Father fails in appeal against abuse findings

Family|April 9th 2014

The Court of Appeal has dismissed a father’s appeal against findings that he behaved in an inappropriate and violent way towards his son.

In R (A Child), in March last year, the mother of six year-old R told a teacher at his school had touched him in an inappropriate way on more than one occasion. The teacher reported the claim and social workers from the local authority were alerted.

The following day she repeated the allegation to a social worker and R was taken into police protection. The day after that, however, she retracted the allegation.

At the Court of Appeal, Lord Justice Ryder explained:

“By 12 March, she was alleging that there had been a professional conspiracy against her and, I deduce, against the father.  An emergency protection order was granted in the Family Proceedings Court on 8 March 2013 and the first interim care order was granted on 14 March 2013.

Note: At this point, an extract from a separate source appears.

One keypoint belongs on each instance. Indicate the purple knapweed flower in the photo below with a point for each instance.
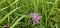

At a further contested interim order hearing on 13 May 2013, a District Judge found as a fact that the mother had made the allegations that she said she had not made to the teacher and to the social worker.  That finding was not appealed.  That did not, of course, deal with the truth of the allegation.”

The latter issue was addressed at fact-finding hearing held in July. The judge concluded that the father had indeed behaved as claimed, also ruling that:

*the mother had failed to protect R;

*that the father had been violent towards R and the mother had failed to protect him from that violence;

*and that both parents had failed to protect R from “exposure to their abusive relationship.”

The father launched an appeal. He argued that an interview with R conducted by the police had not followed proper guidelines so the judge should not have attached any weight to it. His legal team also claimed that the judge had not properly considered the mother’s history of making false allegations and her mental health issues; and that the judge had not properly considered the relevant law.

The appeal was dismissed in a unanimous ruling. Lord Justice Ryder said the key issue in the case was the reliability of the mother. He noted that the interview with R, which had not been recorded or videoed, had breached guidelines but said this did not mean it should be discounted.

“The guidance is not mandatory in the sense that a breach renders the evidence inadmissible or so fatally compromised that it is unreliable and should be given no weight.”

Turing the issue of allegedly false allegations, the judge declared:

“The [original] judge dealt with the family history of allegation and counter allegation in some detail.  He sets out in particular a referral to the consultant psychiatrist attended by the mother and father in 2010…In that referral, the issues to which the incident reports refer are canvassed; intimidation, threats to kill, mental health problems, domestic violence and the alleged control by the father over the finances and the mother herself.  The judge was very well aware of these issues.”

He continued:

“A judge is not required to comment on every document used in cross examination or contained in a bundle or to make findings on every satellite issue raised by a witness in evidence.  That said, I have to answer the question whether in dealing with the identified alleged falsehoods or failing to deal with others it would have made any difference to this judge’s perceptions of the mother?

“I have come to the clear conclusion that this judge had the precise measure of both the parents.  Dealing with the additional alleged falsehoods would only have reinforced his conclusions which were, in any event, well grounded in the evidence he had heard.  There is nothing sufficient in the additional material to which this Court has been taken to undermine the judge’s conclusions.”

He was equally dismissive of the claim that the judge had not properly considered the material.

“I cannot detect any error at all in the judge’s approach to the law or to the materials put before him.”